In summary, we observe how semantic kernels and Gemini collaborate to form a compact and powerful proxy system within COLAB. Not only do we test tool calls, we also see how the results flow back into the inference loop to produce a clean final answer. Now we have a reusable blueprint for scaling more tools or tasks, and we prove that building a practical, advanced AI proxy can be simple and effective when we use the right combination of frameworks.
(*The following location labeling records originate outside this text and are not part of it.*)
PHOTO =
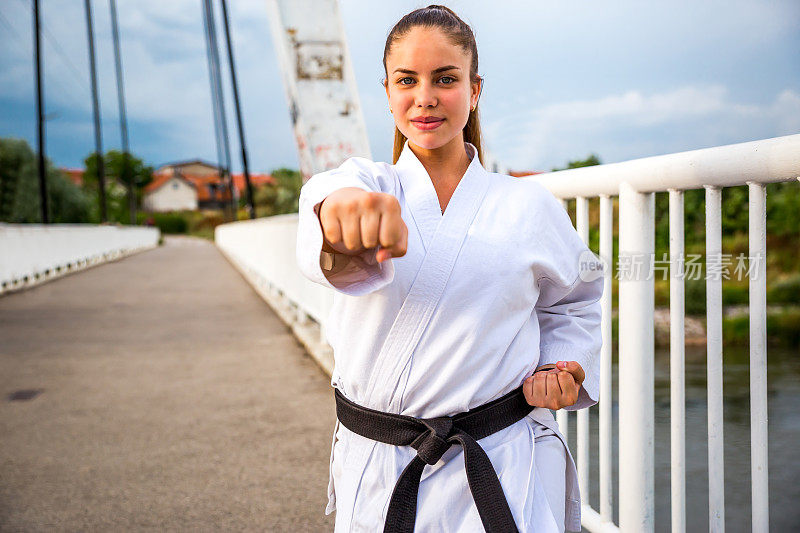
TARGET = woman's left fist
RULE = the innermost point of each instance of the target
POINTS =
(556, 387)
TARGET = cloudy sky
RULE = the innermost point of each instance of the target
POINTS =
(622, 79)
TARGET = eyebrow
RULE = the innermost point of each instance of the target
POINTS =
(440, 69)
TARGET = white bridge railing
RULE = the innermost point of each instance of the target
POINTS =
(264, 251)
(635, 182)
(34, 253)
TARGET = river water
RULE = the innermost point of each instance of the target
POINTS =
(784, 438)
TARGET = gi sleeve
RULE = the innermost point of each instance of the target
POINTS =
(354, 275)
(568, 308)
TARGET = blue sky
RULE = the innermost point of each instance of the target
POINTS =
(622, 79)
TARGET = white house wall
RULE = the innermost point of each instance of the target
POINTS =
(174, 195)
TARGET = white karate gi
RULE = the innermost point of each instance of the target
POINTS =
(485, 293)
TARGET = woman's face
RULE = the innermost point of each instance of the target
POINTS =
(429, 89)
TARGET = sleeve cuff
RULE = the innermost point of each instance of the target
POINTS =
(590, 388)
(352, 275)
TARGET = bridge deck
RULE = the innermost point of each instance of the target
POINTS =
(172, 399)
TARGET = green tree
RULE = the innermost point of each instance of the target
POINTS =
(282, 196)
(19, 188)
(591, 160)
(119, 172)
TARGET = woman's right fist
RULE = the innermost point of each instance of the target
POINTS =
(354, 220)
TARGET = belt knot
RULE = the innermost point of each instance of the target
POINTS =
(432, 444)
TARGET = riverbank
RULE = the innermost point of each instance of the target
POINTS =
(783, 327)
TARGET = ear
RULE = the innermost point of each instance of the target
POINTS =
(477, 89)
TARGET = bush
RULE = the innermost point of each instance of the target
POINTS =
(735, 294)
(19, 188)
(783, 329)
(786, 291)
(169, 222)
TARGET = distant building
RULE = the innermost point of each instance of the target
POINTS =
(170, 192)
(193, 184)
(521, 173)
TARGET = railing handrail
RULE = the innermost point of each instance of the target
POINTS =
(762, 161)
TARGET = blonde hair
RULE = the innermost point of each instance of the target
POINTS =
(460, 34)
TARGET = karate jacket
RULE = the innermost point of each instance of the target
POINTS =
(486, 292)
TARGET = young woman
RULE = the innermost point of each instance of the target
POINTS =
(460, 315)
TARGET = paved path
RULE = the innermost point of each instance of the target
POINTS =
(172, 399)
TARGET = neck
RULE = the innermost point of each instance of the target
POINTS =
(444, 164)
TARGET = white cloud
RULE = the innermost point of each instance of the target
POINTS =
(632, 124)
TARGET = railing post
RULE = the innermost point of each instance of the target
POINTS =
(716, 460)
(606, 393)
(636, 404)
(757, 270)
(582, 226)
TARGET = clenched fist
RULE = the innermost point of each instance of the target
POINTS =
(354, 220)
(556, 387)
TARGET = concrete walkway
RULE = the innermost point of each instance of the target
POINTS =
(172, 399)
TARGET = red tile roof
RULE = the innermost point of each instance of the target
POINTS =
(256, 180)
(74, 174)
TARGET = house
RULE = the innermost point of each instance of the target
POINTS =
(193, 184)
(211, 191)
(521, 173)
(170, 192)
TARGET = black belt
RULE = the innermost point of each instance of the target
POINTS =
(431, 437)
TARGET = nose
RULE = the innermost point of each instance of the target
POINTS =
(425, 96)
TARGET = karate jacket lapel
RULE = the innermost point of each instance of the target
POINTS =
(443, 236)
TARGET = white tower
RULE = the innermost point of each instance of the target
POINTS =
(319, 81)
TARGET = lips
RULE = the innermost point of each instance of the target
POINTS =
(426, 119)
(427, 123)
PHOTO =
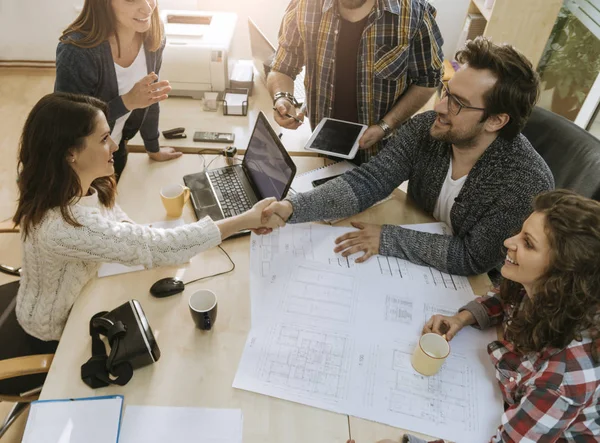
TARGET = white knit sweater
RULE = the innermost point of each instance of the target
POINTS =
(60, 259)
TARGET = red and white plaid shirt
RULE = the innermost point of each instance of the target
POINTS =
(551, 396)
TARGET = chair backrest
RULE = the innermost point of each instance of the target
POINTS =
(572, 153)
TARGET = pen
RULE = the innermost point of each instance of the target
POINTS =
(288, 115)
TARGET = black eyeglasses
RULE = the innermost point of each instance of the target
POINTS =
(454, 104)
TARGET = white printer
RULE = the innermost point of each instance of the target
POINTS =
(196, 58)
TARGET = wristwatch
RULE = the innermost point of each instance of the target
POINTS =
(289, 97)
(387, 129)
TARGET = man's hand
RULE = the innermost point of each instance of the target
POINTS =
(282, 209)
(146, 92)
(283, 107)
(367, 240)
(257, 220)
(164, 154)
(372, 135)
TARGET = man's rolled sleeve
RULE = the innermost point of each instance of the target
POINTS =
(426, 64)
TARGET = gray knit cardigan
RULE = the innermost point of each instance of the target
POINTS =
(492, 205)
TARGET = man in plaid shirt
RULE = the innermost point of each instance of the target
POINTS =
(374, 62)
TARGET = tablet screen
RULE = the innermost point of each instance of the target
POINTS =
(336, 137)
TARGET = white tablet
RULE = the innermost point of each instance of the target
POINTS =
(337, 138)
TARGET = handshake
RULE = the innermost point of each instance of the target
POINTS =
(267, 215)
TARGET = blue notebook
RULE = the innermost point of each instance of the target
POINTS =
(80, 420)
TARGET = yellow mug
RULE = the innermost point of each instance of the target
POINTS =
(174, 198)
(430, 354)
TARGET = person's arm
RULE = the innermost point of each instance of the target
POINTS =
(101, 239)
(542, 415)
(286, 65)
(149, 128)
(364, 186)
(425, 71)
(78, 71)
(425, 68)
(479, 250)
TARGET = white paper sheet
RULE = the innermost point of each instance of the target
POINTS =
(338, 335)
(89, 420)
(108, 269)
(160, 424)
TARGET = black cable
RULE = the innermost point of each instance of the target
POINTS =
(216, 275)
(210, 163)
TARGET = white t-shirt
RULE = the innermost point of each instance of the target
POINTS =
(450, 190)
(126, 78)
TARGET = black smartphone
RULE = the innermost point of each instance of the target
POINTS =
(214, 137)
(320, 181)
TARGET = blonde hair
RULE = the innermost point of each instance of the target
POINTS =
(96, 23)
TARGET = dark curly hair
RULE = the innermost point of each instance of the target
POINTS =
(517, 87)
(57, 124)
(566, 301)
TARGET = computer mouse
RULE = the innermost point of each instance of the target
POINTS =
(166, 287)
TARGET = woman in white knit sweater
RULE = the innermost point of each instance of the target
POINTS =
(69, 220)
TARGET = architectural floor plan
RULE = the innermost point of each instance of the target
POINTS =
(339, 336)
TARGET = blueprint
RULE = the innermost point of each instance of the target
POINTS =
(316, 242)
(337, 335)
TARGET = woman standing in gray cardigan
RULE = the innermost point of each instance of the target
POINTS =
(102, 54)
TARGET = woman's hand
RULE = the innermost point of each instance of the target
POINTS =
(441, 324)
(146, 92)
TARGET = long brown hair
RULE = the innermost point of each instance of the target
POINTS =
(97, 22)
(516, 89)
(566, 301)
(56, 126)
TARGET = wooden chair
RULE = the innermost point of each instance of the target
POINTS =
(25, 360)
(7, 226)
(18, 367)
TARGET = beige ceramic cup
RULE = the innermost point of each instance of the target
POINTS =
(430, 354)
(174, 198)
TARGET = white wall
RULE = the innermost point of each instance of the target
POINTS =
(29, 29)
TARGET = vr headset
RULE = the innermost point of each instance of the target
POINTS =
(132, 346)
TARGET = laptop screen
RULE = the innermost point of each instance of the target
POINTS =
(267, 163)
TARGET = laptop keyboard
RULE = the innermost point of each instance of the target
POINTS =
(230, 191)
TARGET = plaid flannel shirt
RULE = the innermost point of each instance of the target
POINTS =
(401, 46)
(551, 396)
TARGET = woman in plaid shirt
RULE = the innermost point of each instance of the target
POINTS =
(548, 365)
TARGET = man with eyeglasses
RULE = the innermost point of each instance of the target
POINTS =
(467, 164)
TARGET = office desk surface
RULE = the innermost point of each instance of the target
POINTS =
(197, 368)
(187, 112)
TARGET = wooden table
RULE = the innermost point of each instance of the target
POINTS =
(188, 113)
(197, 368)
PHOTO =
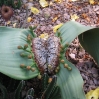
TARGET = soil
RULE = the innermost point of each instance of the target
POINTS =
(52, 15)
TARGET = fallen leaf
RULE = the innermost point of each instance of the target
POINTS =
(93, 94)
(74, 17)
(29, 19)
(34, 10)
(14, 25)
(54, 19)
(43, 3)
(44, 36)
(55, 28)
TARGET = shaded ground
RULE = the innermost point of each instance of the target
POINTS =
(60, 13)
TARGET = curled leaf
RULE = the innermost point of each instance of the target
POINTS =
(34, 10)
(55, 28)
(43, 3)
(93, 94)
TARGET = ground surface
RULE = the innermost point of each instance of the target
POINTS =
(57, 13)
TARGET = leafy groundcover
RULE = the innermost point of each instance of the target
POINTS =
(70, 82)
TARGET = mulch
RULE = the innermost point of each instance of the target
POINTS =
(61, 13)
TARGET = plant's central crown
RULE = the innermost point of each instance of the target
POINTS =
(46, 52)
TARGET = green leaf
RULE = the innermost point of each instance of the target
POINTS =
(70, 82)
(90, 42)
(10, 59)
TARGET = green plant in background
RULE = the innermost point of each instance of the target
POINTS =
(68, 79)
(49, 90)
(12, 3)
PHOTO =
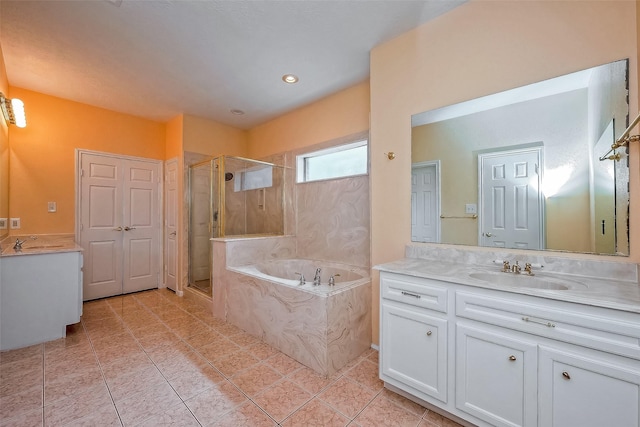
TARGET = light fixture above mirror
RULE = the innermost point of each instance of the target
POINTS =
(13, 111)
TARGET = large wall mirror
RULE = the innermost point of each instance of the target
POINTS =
(524, 168)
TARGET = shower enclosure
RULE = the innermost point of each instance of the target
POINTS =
(230, 196)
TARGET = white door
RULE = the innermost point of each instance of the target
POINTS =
(425, 222)
(119, 224)
(171, 220)
(510, 199)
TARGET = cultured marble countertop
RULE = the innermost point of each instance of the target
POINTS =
(42, 244)
(594, 291)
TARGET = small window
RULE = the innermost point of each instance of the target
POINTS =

Check The complete code is here. Check out ours anytime Tutorials, codes and notebooks for github pages. Also, please stay tuned for us twitter And don’t forget to join us 100K+ ml reddit And subscribe Our newsletter.
Asif Razzaq is CEO of Marktechpost Media Inc. As a visionary entrepreneur and engineer, ASIF is committed to harnessing the potential of artificial intelligence to achieve social benefits. His recent effort is to launch Marktechpost, an artificial intelligence media platform that has an in-depth coverage of machine learning and deep learning news that can sound both technically, both through technical voices and be understood by a wide audience. The platform has over 2 million views per month, demonstrating its popularity among its audience.